Последний властитель Крыма (сборник) Воеводин Игорь
Нефедов, улыбнувшись во сне, провел ладонью по лицу, стирая остатки сна.
День, серенький денек клеился к окнам. Надя, проснувшись раньше, сидела рядом.
– Знаешь, мне снилось что-то очень хорошее, яркое, – сказал он. – А вот что, не помню…
Она улыбнулась.
– Главное, – что хорошее. Здравствуй, любимый!
20 градусов по Цельсию
Свет лампы был невыносим. Клавдия, продавец-экспедитор «Алмазгеоразведки», головной организации всех приисков золотоносного края, сидела в круге света, почти безучастная к происходящему. Допрос продолжался которые сутки без перерыва – следователи менялись, а она так и сидела на привинченной к полу табуретке.
Клавдия уже перестала различать голоса допрашивающих, потеряла счет времени.
– Бу-бу-бу, – доносилось из темноты, за краем света, – бу-бу-бу, с-сука, бу-бубу…
– Пить, – прошептала она растрескавшимися губами, – пить… Больше не могу…
Звякнул в темноте графин, вода полилась в стакан. Клавдия в надежде подняла голову и услышала как там, за чертою яркого света, шумно, с наслаждением пьет человек.
– Николаев! – раздался крик. – Эй, Николаев!
В комнату для допросов вошел молоденький стажер. Он с любопытством смотрел на женщину в разорванной кофте, со сбившимися, свалявшимися волосами, сидевшую у стола.
Несмотря ни на что, лицо ее сохраняло привлекательность.
– Нравится? – усмехнулся кто-то из-за стола. – Ничего, сучка, в поре… Ну, да еще наиграешься. На-ка графин, принеси с родника ключевой, холодненькой… Страсть как жарко здесь!
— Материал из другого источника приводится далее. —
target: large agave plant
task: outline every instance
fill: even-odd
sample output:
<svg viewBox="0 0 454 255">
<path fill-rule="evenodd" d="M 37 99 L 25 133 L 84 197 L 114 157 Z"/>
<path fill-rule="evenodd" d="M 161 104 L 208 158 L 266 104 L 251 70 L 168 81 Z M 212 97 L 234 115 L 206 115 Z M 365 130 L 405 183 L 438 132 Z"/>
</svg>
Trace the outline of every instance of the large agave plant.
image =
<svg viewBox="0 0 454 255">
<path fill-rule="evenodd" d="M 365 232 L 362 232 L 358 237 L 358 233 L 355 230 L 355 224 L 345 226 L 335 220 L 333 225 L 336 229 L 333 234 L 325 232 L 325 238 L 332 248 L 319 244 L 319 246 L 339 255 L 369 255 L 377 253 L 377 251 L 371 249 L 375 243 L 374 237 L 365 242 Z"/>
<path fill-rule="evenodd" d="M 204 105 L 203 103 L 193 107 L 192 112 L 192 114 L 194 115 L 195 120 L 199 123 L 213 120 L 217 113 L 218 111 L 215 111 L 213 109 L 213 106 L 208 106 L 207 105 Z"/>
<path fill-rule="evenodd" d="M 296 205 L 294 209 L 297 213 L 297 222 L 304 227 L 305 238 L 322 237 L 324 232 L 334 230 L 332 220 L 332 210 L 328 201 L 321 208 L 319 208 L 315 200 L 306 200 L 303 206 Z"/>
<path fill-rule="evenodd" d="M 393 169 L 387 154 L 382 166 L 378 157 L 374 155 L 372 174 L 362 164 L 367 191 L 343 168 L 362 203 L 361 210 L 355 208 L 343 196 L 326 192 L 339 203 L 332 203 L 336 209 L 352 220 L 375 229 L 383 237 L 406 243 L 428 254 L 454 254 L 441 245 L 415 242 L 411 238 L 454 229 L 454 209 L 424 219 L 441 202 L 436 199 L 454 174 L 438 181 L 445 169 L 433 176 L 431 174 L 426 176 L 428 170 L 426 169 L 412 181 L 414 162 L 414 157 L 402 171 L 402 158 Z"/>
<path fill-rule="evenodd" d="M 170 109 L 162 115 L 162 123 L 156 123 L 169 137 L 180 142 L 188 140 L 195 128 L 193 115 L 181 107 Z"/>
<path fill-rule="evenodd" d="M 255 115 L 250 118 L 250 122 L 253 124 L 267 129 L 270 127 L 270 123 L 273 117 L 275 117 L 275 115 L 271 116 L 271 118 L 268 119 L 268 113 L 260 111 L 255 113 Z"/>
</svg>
Клавдия облизнула сухие губы.
– Пить, – взмолилась она, – пожалуйста, пить…
Стажер вернулся с графином и, поставив его на стол, задержался в дверях.
Следователь с сомнением посмотрел на допрашиваемую. Клавдия была почти бесчувственна.
Налив в стакан, он выплеснул ей воду в лицо. Клавдия встрепенулась, выпрямилась и облизала губы.
– Смотри, сучка какая проворная! – заржал голос из темноты, – недаром ребята хвалят…
– Воды, – простонала она, – ну, хоть глоток…
Следователь поймал взгляд стажера.
– Что, жалко сучку стало, сынок? – спросил он. – Ну, раз жалко, дай ей…
Молодой налил воды и поднес стакан к губам женщины.
Стуча зубами о край, хватая его за руки, обливаясь, она выхлебала влагу.
– Спасибо, – прошептала она, щурясь и пытаясь разглядеть его глаза, – спасибо, Бог вас наградит…
Стажер, сглотнув комок, вышел.
– Ты, Клава, Бога оставь в покое, – услышала она голос своего мучителя. – Ты лучше правду нам, Клава, расскажи, куда металл отвозила… И – спать иди. Потом, как расскажешь… А хочешь, молодой этот тебя в баньку сводит, а? Конвойным… – И следователь хмыкнул – гулко, утробно.
– Не брала я, Христом-Богом клянусь, – ответила она.
– А кто, Клава, кто? Ну знаешь ведь, знаешь, – жарко зашептал следователь, придвинулся ближе и тронул ее колени. – Ну, Клавочка, давай, давай, думаешь, мне приятно тебя мучить? Меня детки дома ждут…
– Спала я, спала в ту ночь, отрубилась сама не знаю как, – устало заговорила она. – Сотый раз вам повторяю, спала…
– А чой-то ты крепко уснула, Клава? – поинтересовался следователь. – Устала от чего? Или от кого? – Он гоготнул.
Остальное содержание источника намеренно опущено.